Tras dar a luz, la mujer disfrutó de la baja reglamentaria y de una excedencia que estiró hasta que Mateo, su niño, cumplió los nueve meses. Desde entonces hasta hace apenas unas horas, se acogió a un régimen de jornada reducida que terminó diezmando en exceso su economía. En adelante, tendrá que permanecer en la oficina desde las 8.00 hasta las 15.30 horas. En principio, los lunes y martes podrá salir 30 minutos antes, si bien deberá regresar de 16.30 a 17.30 para completar sus asignaciones. Pero ocurre que, para afrontar esas condiciones, se vería obligada a dejar al niño en la guardería a la que suele acudir desde las ocho de la mañana hasta las seis de la tarde, o sea, un 25% más del tiempo tope diario reglamentario.

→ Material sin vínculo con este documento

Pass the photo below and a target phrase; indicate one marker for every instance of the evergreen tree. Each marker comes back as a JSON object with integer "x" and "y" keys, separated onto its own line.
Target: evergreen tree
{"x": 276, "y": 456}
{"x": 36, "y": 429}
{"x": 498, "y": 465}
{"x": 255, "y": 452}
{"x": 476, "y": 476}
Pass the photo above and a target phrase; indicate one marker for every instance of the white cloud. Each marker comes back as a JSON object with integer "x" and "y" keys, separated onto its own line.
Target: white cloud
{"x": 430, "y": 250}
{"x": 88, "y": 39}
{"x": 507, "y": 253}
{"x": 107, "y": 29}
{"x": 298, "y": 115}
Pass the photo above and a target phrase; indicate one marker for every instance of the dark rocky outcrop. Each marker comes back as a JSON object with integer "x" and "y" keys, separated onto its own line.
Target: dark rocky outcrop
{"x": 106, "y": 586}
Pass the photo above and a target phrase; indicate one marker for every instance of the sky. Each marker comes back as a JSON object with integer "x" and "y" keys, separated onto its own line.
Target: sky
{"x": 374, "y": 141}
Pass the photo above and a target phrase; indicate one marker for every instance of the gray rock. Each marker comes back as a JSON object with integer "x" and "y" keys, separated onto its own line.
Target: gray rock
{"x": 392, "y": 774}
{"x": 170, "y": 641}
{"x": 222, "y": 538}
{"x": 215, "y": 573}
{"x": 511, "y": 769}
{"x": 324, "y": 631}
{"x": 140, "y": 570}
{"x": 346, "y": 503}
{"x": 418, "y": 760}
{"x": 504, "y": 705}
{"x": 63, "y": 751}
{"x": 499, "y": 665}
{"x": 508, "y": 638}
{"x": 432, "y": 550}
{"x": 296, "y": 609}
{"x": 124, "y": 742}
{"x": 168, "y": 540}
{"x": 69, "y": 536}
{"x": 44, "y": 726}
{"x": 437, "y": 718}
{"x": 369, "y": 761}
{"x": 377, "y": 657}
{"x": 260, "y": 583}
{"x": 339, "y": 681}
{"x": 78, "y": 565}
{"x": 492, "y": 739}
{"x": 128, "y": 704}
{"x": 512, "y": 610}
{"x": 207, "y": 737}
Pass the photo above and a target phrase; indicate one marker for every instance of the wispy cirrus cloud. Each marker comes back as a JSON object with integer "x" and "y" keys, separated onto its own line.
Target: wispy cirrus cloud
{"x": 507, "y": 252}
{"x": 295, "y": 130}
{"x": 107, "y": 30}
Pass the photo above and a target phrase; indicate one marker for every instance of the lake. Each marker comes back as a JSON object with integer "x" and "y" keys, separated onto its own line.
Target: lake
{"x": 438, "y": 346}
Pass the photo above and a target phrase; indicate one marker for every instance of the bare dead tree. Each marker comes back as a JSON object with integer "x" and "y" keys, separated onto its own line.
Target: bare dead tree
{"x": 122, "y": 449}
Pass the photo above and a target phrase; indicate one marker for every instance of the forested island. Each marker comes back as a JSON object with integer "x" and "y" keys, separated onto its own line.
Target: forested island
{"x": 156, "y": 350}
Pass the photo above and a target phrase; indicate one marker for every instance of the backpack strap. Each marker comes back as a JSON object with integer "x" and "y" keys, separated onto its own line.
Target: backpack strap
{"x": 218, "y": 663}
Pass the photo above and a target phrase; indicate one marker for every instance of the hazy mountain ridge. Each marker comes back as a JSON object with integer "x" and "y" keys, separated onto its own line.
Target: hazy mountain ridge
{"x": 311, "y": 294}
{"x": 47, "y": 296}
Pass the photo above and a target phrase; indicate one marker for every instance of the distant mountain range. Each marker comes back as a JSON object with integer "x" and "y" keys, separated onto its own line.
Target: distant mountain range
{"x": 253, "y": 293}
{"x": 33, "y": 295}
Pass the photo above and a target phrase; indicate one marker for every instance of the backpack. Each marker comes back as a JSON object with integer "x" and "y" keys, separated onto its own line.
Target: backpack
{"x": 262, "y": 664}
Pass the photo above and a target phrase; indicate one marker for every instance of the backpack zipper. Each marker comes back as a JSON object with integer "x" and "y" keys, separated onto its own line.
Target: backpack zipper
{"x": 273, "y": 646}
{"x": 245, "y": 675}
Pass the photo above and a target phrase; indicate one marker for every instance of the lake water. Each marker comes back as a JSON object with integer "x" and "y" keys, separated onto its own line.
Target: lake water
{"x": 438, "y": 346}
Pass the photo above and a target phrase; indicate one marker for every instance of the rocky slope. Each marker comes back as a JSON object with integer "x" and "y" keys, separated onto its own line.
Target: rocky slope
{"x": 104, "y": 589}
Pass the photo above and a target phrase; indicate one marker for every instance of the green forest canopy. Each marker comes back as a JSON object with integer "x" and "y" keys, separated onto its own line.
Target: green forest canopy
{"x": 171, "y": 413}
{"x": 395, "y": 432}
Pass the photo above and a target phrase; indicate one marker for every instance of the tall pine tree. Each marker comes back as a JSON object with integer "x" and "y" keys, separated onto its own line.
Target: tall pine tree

Temiendo la que se le venía encima, el 10 de abril presentó ante el director del Inega, Juan Álvarez Carril, un escrito en virtud del cual reclamaba para sí el horario de mañana no solo durante los tres últimos días de la semana laboral, sino también en los dos iniciales. Argumentó dicha demanda apelando al artículo 44 de la Lei de Igualdade, el cual consagra el derecho de la plantilla de la Xunta a disfrutar de compensaciones de ese tipo, siempre y cuando los beneficiarios de estas las aprovechen para cuidar a, entre otros, menores de 12 años bajo su tutela. «Todavía non emitiron contestación formal; cando a redacten igual xa está o neno facendo o servizo militar», bromea acerca de una situación que para nada le suscita gracia alguna.
«Iso si, verbalmente, o director díxome que rexeitaba a proposta porque, se a aceptase, sentaría un perigoso precedente e outros compañeiros me imitarían», denuncia Lamas. «Resposteille que puxera por escrito todo iso -prosigue- e, como legalmente non podería facelo, tamén se negou». El relato que ella hace de este episodio concluye con una escena surrealista: «E aínda tivo o morro de contestar que pedira un recorte de xornada, que iso si o tramitaría. E claro, solteille: ''Mira, Juan, eu o pido, pero ti, que gañas 4.000 euros, dasme cada mes os 200 que eu deixaría de gañar con iso...''».
«Se eles non da exemplo...»
Esta empleada del Inega, que depende de una consellería perteneciente al área nacionalista del bipartito (Innovación e Industria), considera «un crime» que la normativa la ampare en teoría y, sin embargo, no consiga guarecerse bajo ese paraguas en la práctica. «Se estes non dan exemplo á empresa privada, ¿quen o vai dar? É unha auténtica vergoña», espeta.
Ante el silencio formal de su jefe, y atendiendo a las recomendaciones de representantes sindicales, el 27 de mayo la compostelana planteó lo que se conoce como una protesta previa a la vía judicial. Significa que se ratifica en los deseos ya formulados a primeros de abril y, además, se garantiza la posibilidad de recurrir a los tribunales a partir del 28 de junio, si para entonces sigue en las mismas.